Что за безумное стремленье! | страница 107
К тому времени я приобрел некоторый опыт, так что эксперименты пошли довольно быстро. Преимущество генетики вирусов – в скорости экспериментов, при условии, что все отлажено. Можно за короткий срок произвести сотню скрещиваний, поскольку процедуры несложные, а само скрещивание занимает каких-то минут двадцать – на то, чтобы фаг поразил бактерию, размножился внутри ее клетки (обмениваясь генетическим материалом в ходе этого процесса) и прорвал ее, отчего клетка погибает. Результаты скрещиваний следует затем высеять в чашку Петри с бактериальной пленкой. Потом чашки подвергаются инкубации, чтобы выросла культура бактерий. Там, куда попал отдельный фаг и заразил клетку, вырастет колония фагов, по мере роста убивая бактерии вокруг себя и образуя отчетливую дырочку (бляшку) в культуре бактерий, растущих на поверхности питательной среды. Этот процесс занимает несколько часов, так что есть время немного отдохнуть. Затем чашки Петри вынимают из инкубатора, где их выдерживали при 37 ºС, и обследуют на наличие бляшек – есть ли они и какого типа. Наиболее любопытные бляшки затем «выделяют» – то есть берут из них немного фагов с помощью бумажки или зубочистки, снова размножают и повторяют процесс заново, чтобы убедиться, что популяция штамма чистая. Если постараться, можно завершить серию скрещиваний за один день и подготовиться к новой серии на завтра.

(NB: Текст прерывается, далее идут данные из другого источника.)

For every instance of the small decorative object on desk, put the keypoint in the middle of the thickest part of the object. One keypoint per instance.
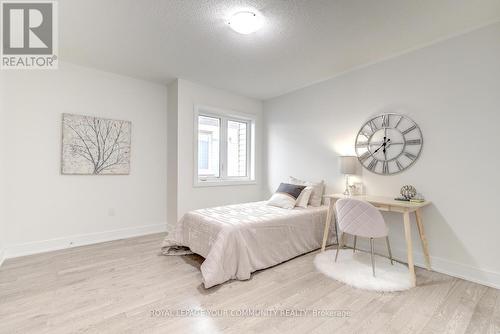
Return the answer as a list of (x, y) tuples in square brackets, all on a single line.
[(419, 198), (408, 192)]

Эксперименты становились всё интереснее и интереснее, и я убедился, что при тщательном планировании можно провести две последовательных серии скрещиваний за день. Для этого нужно было вставать рано поутру, возвращаться домой на обед, снова экспериментировать в послеобеденное время, опять домой – ужинать, и опять в лабораторию заканчивать опыт после ужина. К счастью, мы с Одилией жили в нескольких минутах ходьбы от лаборатории, в историческом центре Кембриджа, и работа была мне не в тягость. По правде говоря, если верить Одилии, я никогда не бывал веселее, чем в тот период, когда экспериментировал с утра до ночи, – но этим я обязан, вероятно, отчасти тому, что вот уже несколько недель опыты продвигались великолепно.
Вскоре я обнаружил, что у моей первоначальной мутации имеется не один, а несколько различных супрессоров, и все расположены достаточно близко к самой мутации. Я решил дать им специальное название. Зачастую я продолжал работу на выходных, а в понедельник брал отгул, чтобы наша лабораторная кухня (где мыли всю посуду, в том числе стерилизовали чашки Петри перед работой) успела все вымыть. Вышло так, что новое название понадобилось во время выходных, когда рядом никого не было. Мутации обычно обозначались буквами, за которыми шли цифры. Например, P31 означает тридцать первую мутацию в серии P, вероятно, вызванную профлавином. На беду, я не смог точно вспомнить, до какой буквы мы уже дошли, поэтому решил назвать своего мутанта FC0 – будучи уверен, что мои инициалы для обозначения мутаций никто покуда не использовал. Новые супрессоры получили затем наименования FC1, FC2 и так далее. Из-за того, что я назвал их своими инициалами, меня попрекали тщеславием, но истинное объяснение – в том, что у меня дырявая память.